Right of insolvent to insure life for benefit of relatives.
I. Introduction, 51. II. In general:
a. Doctrine upholding right, 52.
b. Doctrine denying right, 55. III. Amount of insurance which is reason
able as against creditors, 57. IV. Nature and extent of creditors'
rights, 60. V. Construction and effect of statutes: a. Liberal or strict construction,
62. b. Fraud as to creditors in general,
c. Question as affected by person
who effects insurance, or who
is beneficiary, 66. d. Amount recoverable by creditors,
68. e. Effect of provisions of policy or
nature of insurance, 72. f. Miscellaneous, 73. VI. Subsequent creditors, 75. VII. Miscellaneous, 77.

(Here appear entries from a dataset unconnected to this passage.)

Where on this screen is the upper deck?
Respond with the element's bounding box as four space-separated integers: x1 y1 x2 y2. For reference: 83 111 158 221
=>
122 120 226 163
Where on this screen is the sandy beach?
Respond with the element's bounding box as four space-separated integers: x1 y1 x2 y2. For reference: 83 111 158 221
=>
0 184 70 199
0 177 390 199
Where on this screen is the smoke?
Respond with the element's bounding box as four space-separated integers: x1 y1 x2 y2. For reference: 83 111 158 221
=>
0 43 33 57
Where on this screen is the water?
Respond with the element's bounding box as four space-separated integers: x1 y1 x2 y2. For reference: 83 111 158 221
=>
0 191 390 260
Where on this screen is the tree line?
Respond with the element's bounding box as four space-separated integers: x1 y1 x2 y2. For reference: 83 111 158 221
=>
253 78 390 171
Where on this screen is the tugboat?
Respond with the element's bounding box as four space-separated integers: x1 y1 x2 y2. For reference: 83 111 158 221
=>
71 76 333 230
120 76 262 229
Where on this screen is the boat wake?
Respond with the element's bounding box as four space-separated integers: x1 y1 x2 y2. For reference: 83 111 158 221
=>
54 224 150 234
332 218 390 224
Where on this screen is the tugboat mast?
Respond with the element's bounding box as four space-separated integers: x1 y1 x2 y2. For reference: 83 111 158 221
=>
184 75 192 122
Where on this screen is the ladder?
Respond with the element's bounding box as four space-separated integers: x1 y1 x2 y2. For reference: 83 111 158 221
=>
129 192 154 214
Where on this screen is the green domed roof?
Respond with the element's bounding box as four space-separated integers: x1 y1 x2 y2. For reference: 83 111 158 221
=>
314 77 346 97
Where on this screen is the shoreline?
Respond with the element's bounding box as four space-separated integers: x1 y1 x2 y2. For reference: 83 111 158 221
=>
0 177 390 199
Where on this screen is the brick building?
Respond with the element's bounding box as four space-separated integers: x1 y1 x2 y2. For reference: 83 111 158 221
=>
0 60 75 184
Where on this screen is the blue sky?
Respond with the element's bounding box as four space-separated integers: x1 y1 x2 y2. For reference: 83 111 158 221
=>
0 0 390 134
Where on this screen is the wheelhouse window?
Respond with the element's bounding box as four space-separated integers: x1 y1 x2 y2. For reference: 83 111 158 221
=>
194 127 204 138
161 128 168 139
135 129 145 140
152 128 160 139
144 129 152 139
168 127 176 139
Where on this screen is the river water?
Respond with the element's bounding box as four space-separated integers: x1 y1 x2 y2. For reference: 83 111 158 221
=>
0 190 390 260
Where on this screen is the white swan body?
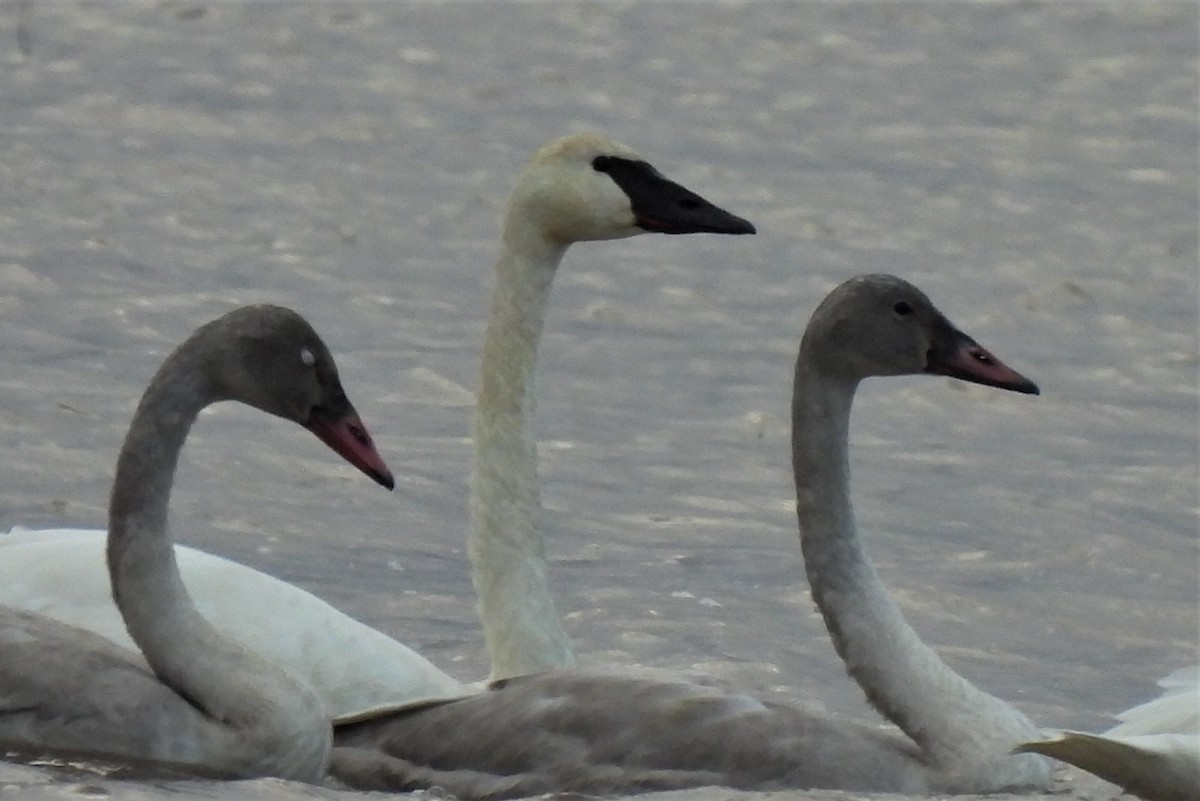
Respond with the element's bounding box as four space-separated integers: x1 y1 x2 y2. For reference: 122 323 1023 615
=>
331 276 1050 799
1018 666 1200 801
0 528 466 718
0 306 392 782
0 134 754 719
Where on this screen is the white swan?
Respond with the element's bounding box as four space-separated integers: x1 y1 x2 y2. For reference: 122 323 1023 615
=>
1016 666 1200 801
0 134 754 718
470 134 754 679
0 306 392 782
331 276 1050 799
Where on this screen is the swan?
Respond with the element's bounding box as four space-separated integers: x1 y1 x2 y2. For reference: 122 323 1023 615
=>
1016 666 1200 801
0 306 394 782
0 133 754 719
330 275 1050 799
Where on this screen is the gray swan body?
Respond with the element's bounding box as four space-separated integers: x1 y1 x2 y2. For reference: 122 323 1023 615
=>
0 306 392 782
331 276 1050 799
0 133 754 719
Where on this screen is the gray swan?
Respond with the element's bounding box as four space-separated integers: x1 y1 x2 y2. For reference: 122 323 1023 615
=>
0 133 754 719
331 275 1050 799
0 306 394 782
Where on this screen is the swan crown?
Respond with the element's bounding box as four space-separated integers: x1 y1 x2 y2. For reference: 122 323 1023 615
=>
800 275 1038 395
504 133 755 247
190 303 395 489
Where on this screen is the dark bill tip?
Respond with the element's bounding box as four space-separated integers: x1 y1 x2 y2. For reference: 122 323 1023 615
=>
925 335 1042 395
593 156 757 234
307 411 396 489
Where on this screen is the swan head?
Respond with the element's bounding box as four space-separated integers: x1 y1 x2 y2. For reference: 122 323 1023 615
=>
800 275 1038 395
504 133 755 246
197 305 395 489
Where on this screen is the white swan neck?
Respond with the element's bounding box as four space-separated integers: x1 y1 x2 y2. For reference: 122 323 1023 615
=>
792 359 1048 791
469 236 575 679
108 339 331 781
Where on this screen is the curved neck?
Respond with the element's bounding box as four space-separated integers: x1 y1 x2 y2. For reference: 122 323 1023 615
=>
792 349 1048 791
108 336 331 781
469 227 575 679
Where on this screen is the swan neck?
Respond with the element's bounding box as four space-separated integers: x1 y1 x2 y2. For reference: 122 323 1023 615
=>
792 357 1044 788
469 235 575 679
107 329 331 781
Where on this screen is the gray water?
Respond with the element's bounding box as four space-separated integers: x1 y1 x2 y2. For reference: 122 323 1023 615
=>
0 0 1200 797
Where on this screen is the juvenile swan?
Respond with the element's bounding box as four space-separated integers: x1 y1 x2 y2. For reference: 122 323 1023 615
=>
0 134 754 718
1018 666 1200 801
331 276 1050 799
0 306 392 782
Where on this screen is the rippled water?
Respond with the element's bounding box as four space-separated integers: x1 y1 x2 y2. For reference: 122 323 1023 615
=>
0 0 1200 797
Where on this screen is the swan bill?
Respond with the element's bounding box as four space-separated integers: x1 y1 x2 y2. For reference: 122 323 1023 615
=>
305 409 396 489
592 156 757 234
925 330 1042 395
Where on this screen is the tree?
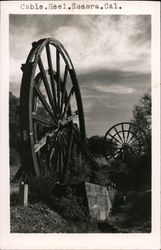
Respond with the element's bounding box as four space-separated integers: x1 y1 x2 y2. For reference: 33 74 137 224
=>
132 93 151 139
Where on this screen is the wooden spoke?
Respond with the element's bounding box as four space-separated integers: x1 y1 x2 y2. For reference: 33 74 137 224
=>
46 44 57 110
114 127 124 143
121 123 125 142
129 138 139 145
60 65 68 113
34 132 54 153
62 87 74 119
32 112 55 127
126 123 131 143
104 122 147 162
38 57 56 115
33 83 57 124
56 50 60 109
108 133 122 145
128 129 139 144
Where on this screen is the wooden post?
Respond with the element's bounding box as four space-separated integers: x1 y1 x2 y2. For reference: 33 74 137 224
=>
19 182 28 207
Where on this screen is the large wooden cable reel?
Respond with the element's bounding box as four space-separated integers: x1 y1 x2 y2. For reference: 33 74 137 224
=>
16 38 146 186
20 38 86 181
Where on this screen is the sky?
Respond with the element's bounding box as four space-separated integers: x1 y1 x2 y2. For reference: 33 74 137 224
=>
9 15 151 137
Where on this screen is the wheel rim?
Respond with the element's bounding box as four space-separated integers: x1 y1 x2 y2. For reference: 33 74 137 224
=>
20 38 85 181
104 122 147 161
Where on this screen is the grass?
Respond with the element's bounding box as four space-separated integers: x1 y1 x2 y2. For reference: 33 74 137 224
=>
10 158 151 233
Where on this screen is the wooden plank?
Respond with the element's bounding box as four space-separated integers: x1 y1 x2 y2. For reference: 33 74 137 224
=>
85 182 115 221
19 182 28 207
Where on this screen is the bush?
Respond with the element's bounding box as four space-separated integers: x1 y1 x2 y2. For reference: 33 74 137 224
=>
29 172 55 201
50 196 89 221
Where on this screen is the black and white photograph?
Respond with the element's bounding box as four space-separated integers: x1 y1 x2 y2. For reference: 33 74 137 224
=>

1. Introduction. The question under annotation should be distinguished from the general question of statutory exemption of insurance payable to the wife or family of the insured, it being the purpose to include herein only those cases dealing with the effect of the fact that, at the time the insurance was procured or the premiums paid, the assured was insolvent. See, as an example of cases excluded, Jones v. Patty (1895) 73 Miss. 179, 18 So. 794, where the question was as to the amount of the proceeds of insurance which was exempt; but the court said there was no averment that the insured was insolvent when the premiums were paid, and that the bill, which was brought by creditors, proceeded upon the theory that, because the intestate paid the premiums, the policies were his property.
The present annotation does not include cases of assignment of an insurance policy on his life by a husband to his wife or other relatives, these cases being included in the annotation in 6 A.L.R. 1173, on the question of validity, as against creditors, of change of beneficiary of insurance policy from estate to individual. While cases of assignment may be of value on the present question, and
the annotation referred to should be consulted in this connection, yet, in some of the cases, at least, a distinction is made between those cases where the policy of insurance is originally taken out by insolvent for the benefit of his wife or family, belongs to them, and has never been a part of his estate, and cases where the policy was at one time a part of the estate of the insured, but was transferred by him while insolvent. This distinction is recognized in a number of cases. Central Nat. Bank v. Hume (1888) 128 U. S. 195, 32 L. ed. 370, 9 Sup. Ct. Rep. 41; Masonic Mut. Life Asso. v. Paisley (1901) 111 Fed. 32; Hendrie & B. Mfg. Co. v. Platt (1899) 13 Colo. App. 15, 56 Pac. 209; Elliott's Appeal (1865) 50 Pa. 75, 88 Am. Dec. 525; McCutcheon's Appeal (1881) 99 Pa. 133.
In Central Nat. Bank v. Hume (U. S.) supra, the Federal Supreme Court said that the obvious distinction between the transfer of a policy taken out by a person upon his insurable interest in his own life, and payable to himself or his legal representatives, and the obtaining of a policy by a person upon the insurable interest of his wife and children, and payable to them, has been repeatedly recognized by the courts.